Thanks for this post. It is always helpful to hear other perspectives on things we might take for granted everyone sees the same way.
Note though, you have your assert on the destination array prior to the assignment.
for (size_t i = 0; i < N; i++) {
assert(x1[i] < RAND_MAX);
x1[i] = x2[i];
}
Should that assert be after the assignment? Or perhaps on the source array?
I don’t think this affects the conclusion you are making. It just seems unusual to be checking the value against the threshold prior to overwriting it.
As pointed out in the blog post, many systems release code with asserts active. If you write code for others, you cannot always know whether they will set NDEBUG when releasing their software. Compilers do not require NDEBUG to be set even when fully optimizing the binary.
NRKsays:
One might object that you can choose to only enable assertions for the release version of your binary…
I think you meant to say “debug version” here, not release.
Compilers like GCC or clang (LLVM) do not deactivate asserts when compiling with optimizations.
This is indeed a bit unfortunate, but the way I deal with it is via making assertions opt-in, instead of opt-out. More concretely, you need to pass -DDEBUG to enable assertions, and they are disabled by default.
So having asserts in your library may disqualify it for some uses.
I believe this stems from a poor understanding of assertions. They exist to catch programming mistakes as early as possible instead of marching forward as if everything is OK. It’s hard to describe how effective this is during debugging (especially in early development where the code and requirements are changing rapidly).
But spreading asserts in performance critical code might be unwise.
Respectfully disagree, because assertions are supposed to document “impossible conditions”, you can use that information to enable better optimization in release builds.
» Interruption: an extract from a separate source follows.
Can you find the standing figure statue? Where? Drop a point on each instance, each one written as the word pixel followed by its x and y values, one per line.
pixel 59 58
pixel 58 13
For example you can turn the assertions into something like if (!(EXPR)) __builtin_unreachable(); when DEBUG isn’t defined.
Here’s a very trivial example which shows that assertions (coupled with unreachable()) can improve performance by giving the compiler more information about “impossible situation” (while at the same time helping you catch bugs in debug builds if that “impossible” situation somehow is reached): https://godbolt.org/z/MPWhrhGxx
In simdjson, we have SIMDJSON_ASSUME(COND) which is unrelated to asserts.
NRKsays:
You’re correct, C23 also adds a distinct unreachable() macro in the <stddef.h> header.
And UBSan is capable of detecting if program reaches an unreachable state, which is quite nice (https://godbolt.org/z/5b196jaTr). So this does weaken my argument of catching unreachable state in debug builds.
Benjamen R. Meyersays:
If your library causes my application to fail via assert you can guarantee that I’ll rip it out of the dependencies.
Instead of asserting, generate a error that can be handled, whether that is an Exception or an Error Code doesn’t matter (though libraries really shouldn’t let Exceptions escape them either, but that’s a different discussion).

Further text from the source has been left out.